The project explores Schödl's artistic process and her ability to express herself through multiple techniques: mosaic, drawing, illustration, writing, painting, sculpture and, last but not least, performance. A worldview closely connected to her own cultural roots and characterized by the exploration of the domestic and feminine dimension.
The exhibition, curated by Silvia Evangelisti and Valentina Rossi, will be open to the public free of charge from January 26 to March 17, 2024 at Palazzo Paltroni (Via delle Donzelle 2, Bologna).
The exhibition project departs from a traditional chronological approach. In fact, it explores Schödl's artistic process and her ability to express herself through multiple techniques: mosaic, drawing, illustration, writing, painting, sculpture and, last but not least, performance. One of the themes covered by the exhibition is the exploration of the domestic and feminine dimension, intimately connected to the artist's personal sphere, which enacts an ongoing research on everyday objects such as bed sheets, curtains, tea towels, ironing boards and music records. At their juxtaposition, an idea of domestic work emerges that is not intended as a sign of political protest, but rather as a recovery of practices closely connected to feminine making. The objects lend themselves to a change in perspective: from common tools they are transformed into a source of new energy and meanings rooted in the female condition.
«Objects are able to communicate with us. We approach them both unconsciously and consciously; they possess a memory and an energy composed of vibrations», Greta Schödl comments. In this period, her experience is intertwined, both in ideological and practical terms, with that of many women artists who participated in Mirella Bentivoglio's famous 1978 exhibition, Materialization of Language, made for the Venice Biennale. Another focus is on writing.
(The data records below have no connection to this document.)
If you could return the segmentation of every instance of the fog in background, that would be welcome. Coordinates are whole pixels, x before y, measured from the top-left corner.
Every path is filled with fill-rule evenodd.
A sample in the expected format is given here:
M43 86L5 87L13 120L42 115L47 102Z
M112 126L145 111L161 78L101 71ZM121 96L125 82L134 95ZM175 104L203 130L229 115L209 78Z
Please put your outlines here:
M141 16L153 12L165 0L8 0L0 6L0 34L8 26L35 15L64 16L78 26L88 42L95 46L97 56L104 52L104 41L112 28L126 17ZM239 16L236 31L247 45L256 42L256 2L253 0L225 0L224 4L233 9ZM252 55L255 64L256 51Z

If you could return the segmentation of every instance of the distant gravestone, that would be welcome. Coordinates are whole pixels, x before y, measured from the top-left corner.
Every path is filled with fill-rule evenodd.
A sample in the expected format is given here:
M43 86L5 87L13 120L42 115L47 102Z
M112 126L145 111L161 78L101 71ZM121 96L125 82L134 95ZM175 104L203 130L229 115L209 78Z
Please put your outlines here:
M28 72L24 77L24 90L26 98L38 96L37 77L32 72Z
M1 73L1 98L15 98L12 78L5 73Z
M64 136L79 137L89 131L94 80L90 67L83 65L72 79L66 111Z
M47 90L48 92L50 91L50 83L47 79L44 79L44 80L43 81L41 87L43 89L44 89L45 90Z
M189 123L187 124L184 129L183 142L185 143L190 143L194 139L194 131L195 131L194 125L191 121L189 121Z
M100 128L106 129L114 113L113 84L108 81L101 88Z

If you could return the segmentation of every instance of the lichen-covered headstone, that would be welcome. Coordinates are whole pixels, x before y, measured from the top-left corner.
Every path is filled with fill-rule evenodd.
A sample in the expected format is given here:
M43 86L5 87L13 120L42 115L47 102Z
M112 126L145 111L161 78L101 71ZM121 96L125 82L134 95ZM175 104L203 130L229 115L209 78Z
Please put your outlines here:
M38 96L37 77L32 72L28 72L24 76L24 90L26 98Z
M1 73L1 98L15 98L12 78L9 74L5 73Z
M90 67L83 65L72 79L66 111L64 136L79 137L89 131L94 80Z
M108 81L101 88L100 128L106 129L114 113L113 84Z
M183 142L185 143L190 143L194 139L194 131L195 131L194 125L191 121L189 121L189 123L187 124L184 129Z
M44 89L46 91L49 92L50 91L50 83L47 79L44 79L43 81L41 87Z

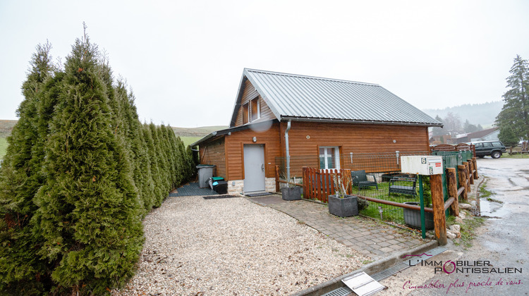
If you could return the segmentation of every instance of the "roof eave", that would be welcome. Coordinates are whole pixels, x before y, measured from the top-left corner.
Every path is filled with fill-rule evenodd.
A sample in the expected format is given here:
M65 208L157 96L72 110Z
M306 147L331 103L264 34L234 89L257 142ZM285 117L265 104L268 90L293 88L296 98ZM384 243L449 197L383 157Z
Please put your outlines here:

It is through the gesture of writing that, according to the artist, it is possible to rework and trap the energetic dynamics of objects. Writing brings attention back to the hidden, the invisible and gives new life to things.
A section of the exhibition is devoted to the artist's archive, with materials that contextualize her work in a crucial period for Italian art: the 1970s, a decade characterized by a profound contamination between art and collective socio-political mobilization. In this context, two relevant artistic events take place in Bologna: the exhibition Metafisica del Quotidiano (Metaphysics of the Everyday), curated by Franco Solmi in 1978, in which Greta Schödl took part, and the celebrated Performance Weeks.
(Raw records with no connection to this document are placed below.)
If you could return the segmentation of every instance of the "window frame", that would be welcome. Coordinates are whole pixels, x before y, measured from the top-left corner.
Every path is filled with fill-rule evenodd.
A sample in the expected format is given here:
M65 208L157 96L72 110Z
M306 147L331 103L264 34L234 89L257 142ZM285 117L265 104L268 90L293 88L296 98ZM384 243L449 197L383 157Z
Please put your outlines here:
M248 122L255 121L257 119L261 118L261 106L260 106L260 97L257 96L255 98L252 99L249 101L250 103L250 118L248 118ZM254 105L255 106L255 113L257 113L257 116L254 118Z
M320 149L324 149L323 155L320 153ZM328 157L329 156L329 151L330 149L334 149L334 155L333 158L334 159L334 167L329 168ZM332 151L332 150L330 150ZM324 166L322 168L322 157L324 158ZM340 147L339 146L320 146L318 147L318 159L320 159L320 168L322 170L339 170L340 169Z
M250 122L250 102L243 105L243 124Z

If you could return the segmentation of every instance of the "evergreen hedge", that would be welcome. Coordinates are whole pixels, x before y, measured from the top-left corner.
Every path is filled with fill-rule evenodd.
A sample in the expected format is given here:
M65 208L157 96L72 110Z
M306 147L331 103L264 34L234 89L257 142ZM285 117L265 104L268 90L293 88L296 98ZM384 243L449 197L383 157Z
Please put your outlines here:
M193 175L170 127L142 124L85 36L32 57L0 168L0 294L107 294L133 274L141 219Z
Through documents and photographs, including a nucleus of shots by the great Bolognese photographer Nino Migliori, visitors will also have the opportunity to get in touch with the performance practice of Greta Schödl, who was engaged between the 1970s and 1980s in three historic performances, Tubo (1978), Bidone (1978) and Straßenpoesie (1980), made in Bologna and Basel.
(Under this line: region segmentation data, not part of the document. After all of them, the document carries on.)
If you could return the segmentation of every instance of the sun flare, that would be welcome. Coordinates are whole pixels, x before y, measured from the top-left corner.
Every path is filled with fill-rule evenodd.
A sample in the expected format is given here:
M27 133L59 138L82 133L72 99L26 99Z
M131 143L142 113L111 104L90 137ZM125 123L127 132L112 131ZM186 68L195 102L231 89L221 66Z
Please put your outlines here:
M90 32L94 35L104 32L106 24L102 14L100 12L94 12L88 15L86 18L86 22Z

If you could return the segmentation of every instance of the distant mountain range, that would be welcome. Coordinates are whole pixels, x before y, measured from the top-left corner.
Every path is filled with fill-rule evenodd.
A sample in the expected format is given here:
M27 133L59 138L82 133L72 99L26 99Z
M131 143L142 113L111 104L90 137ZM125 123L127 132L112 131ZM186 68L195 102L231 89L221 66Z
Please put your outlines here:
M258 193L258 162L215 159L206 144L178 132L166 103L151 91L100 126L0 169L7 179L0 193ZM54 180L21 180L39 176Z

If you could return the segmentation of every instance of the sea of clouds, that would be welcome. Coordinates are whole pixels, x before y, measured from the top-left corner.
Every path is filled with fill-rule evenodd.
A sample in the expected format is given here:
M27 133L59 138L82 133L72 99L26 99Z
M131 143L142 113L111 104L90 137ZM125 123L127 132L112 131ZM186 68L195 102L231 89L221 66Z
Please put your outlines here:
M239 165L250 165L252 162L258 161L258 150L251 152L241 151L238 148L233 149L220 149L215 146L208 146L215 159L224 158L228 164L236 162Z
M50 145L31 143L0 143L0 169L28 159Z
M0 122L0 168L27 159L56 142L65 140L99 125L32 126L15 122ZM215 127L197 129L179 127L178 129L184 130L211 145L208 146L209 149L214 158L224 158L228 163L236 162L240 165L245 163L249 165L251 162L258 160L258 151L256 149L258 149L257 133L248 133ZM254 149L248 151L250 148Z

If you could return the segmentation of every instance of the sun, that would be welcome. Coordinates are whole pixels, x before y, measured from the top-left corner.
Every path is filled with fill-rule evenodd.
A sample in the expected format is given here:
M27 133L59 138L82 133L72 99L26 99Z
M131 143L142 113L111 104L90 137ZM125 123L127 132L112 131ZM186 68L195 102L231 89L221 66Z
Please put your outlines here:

These performances will be the subject of a reenactment, in the presence of the artist and Nino Migliori, in collaboration with students from the Bologna Academy of Fine Arts, on Saturday, Feb. 3, at 12:30 p.m. in Piazza Maggiore in Bologna.
On Feb. 1 at 10 a.m., the artist and the curators, moderated by Fabiola Naldi, will be present at the third edition of the ARTalk CITY series of meetings, coordinated by Maria Rita Bentini, created to delve into the poetics of some of the protagonists of the 2024 edition of ART CITY Bologna. The meeting will be held in the Aula Magna of the Academy of Fine Arts (via delle Belle Arti 54).